However, scenario ① should be moderated in the case of Cd_1−xZn_xTe. Indeed, the lower/dominant \({TO}_{Zn-Te}^{Zn}\) does not freeze on crossing the upper/minor \({TO}_{Zn-Te}^{Cd}\) at \(x<{x}_{Cd-Te,perco.}\) – while the “freezing” was observed in all earlier tested zb-SCA^21,27,28 in a similar context, i.e., Cd_1−xBe_xTe²¹, Zn_1−xBe_xTe²⁸, Zn_1−xBe_xSe^27,48, ZnSe_1−xS_x⁴⁹. Otherwise, at 5 GPa the Zn–Te ab initio signal would be reduced to \({TO}_{Zn-Te}^{Cd}\); therefore, contrary to observation (Fig. 4), it would be smaller for \(x\)=0.7 than for \(x\)=0.5, because \({TO}_{Zn-Te}^{Cd}\) strengthens with the Cd content for \(x\ge\) 0.3³¹. Hence, both \({TO}_{Zn-Te}^{Zn}\) and \({TO}_{Zn-Te}^{Cd}\) persist beyond the resonance, but, the crossing is interrupted. Otherwise, at 5 GPa \({TO}_{Zn-Te}^{Cd}\) would emerge more distinctly at \(x\)=(0.5, 0.7) than at \(x\)=(0.79, 0.83)—for the same reason as given above, contrary to observation (Fig. 4). We are led to conclude that \({TO}_{Zn-Te}^{Cd}\) and \({TO}_{Zn-Te}^{Zn}\) remain degenerate after crossing, without freezing. They form a unique \({TO}_{Zn-Te}\) mode, meaning that the Zn-Te vibrations have become “blind” to the local environment.
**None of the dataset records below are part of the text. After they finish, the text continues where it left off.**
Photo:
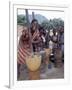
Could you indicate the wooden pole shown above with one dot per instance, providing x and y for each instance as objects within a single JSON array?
[{"x": 28, "y": 24}]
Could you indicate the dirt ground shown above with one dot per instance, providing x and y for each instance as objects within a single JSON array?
[{"x": 45, "y": 73}]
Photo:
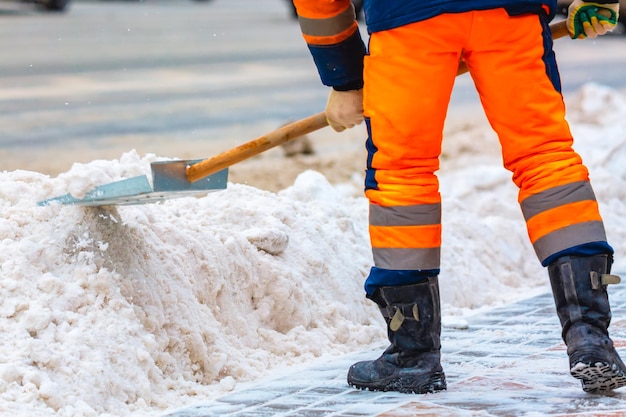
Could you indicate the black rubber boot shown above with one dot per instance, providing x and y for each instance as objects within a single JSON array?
[
  {"x": 582, "y": 303},
  {"x": 412, "y": 363}
]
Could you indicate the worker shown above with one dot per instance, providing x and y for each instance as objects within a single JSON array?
[{"x": 400, "y": 85}]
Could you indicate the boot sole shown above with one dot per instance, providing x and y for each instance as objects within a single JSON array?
[
  {"x": 435, "y": 383},
  {"x": 599, "y": 377}
]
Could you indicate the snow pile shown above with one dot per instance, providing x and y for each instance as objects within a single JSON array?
[{"x": 133, "y": 310}]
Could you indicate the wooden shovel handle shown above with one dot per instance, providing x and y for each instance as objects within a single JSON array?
[
  {"x": 256, "y": 146},
  {"x": 293, "y": 130},
  {"x": 558, "y": 30}
]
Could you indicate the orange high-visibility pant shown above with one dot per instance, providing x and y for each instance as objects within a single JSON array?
[{"x": 409, "y": 74}]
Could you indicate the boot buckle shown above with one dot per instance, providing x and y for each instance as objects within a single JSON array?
[
  {"x": 398, "y": 316},
  {"x": 602, "y": 280}
]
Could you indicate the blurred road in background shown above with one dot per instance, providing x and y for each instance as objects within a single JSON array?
[{"x": 180, "y": 78}]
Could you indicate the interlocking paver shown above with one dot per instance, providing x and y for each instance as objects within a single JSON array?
[{"x": 510, "y": 361}]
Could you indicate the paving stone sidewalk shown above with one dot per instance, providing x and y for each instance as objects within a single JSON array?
[{"x": 510, "y": 361}]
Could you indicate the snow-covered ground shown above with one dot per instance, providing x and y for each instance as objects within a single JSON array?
[{"x": 134, "y": 310}]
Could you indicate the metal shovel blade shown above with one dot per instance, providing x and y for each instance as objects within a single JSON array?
[{"x": 169, "y": 181}]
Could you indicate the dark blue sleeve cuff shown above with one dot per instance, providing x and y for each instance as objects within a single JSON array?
[{"x": 341, "y": 65}]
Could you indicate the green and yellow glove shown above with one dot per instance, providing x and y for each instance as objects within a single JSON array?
[{"x": 587, "y": 19}]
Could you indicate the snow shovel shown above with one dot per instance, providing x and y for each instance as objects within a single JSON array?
[{"x": 180, "y": 178}]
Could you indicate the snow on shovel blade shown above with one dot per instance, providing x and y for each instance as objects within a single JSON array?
[{"x": 168, "y": 178}]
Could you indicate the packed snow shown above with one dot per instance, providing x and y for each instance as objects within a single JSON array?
[{"x": 135, "y": 310}]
At \(x\le {x}_{Cd-Te,perco.}\), we can see one circumstantial reason and one intrinsic reason why Cd_1−xZn_xTe develops a moderate variant of scenario ①, i.e., without freezing of the lower/dominant \({TO}_{Zn-Te}^{Zn}\) on crossing the upper/minor \({TO}_{Zn-Te}^{Cd}\). First, Cd–Te and Zn–Te vibrate at nearly identical frequencies (recall the high-intricacy of the Cd_1−xZn_xTe optical modes³¹)—the circumstantial reason: the CdTe and ZnTe TO-LO bands are separated by less than ~ 5 cm⁻¹. Second, in the percolation regime (\({x}_{Zn-Te,perco.}=0.19\le x\le {x}_{Cd-Te,perco.}=0.81\)) the homo and hetero host environments for Zn–Te are finely interlaced (as treelike continua²)—the intrinsic reason. Hence, the hetero and homo environments behind the two Zn–Te submodes cannot be distinguished at the resonance/crossing, either by their dynamics (due to the high intricacy of the optical modes) or by their spatial separation (due to the homo/hetero interlacing). In this case (frequency and spatial barriers unset) the two submodes merge into a unique/collective Zn–Te mode from their crossing/resonance onwards. In the earlier tested zb-SCA listed above, the parent TO-LO bands are well-separated, by at least 40 cm⁻¹ (achieved for ZnSe_1−xS_x⁴⁹). The set frequency barrier between the homo or hetero environments of a given bond prevents the formation of a collective mode at the crossing/resonance in the percolation regime—despite the spatial barrier is unset (interlacing). In this case, the strict scenario ① applies, with freezing at the crossing²⁷.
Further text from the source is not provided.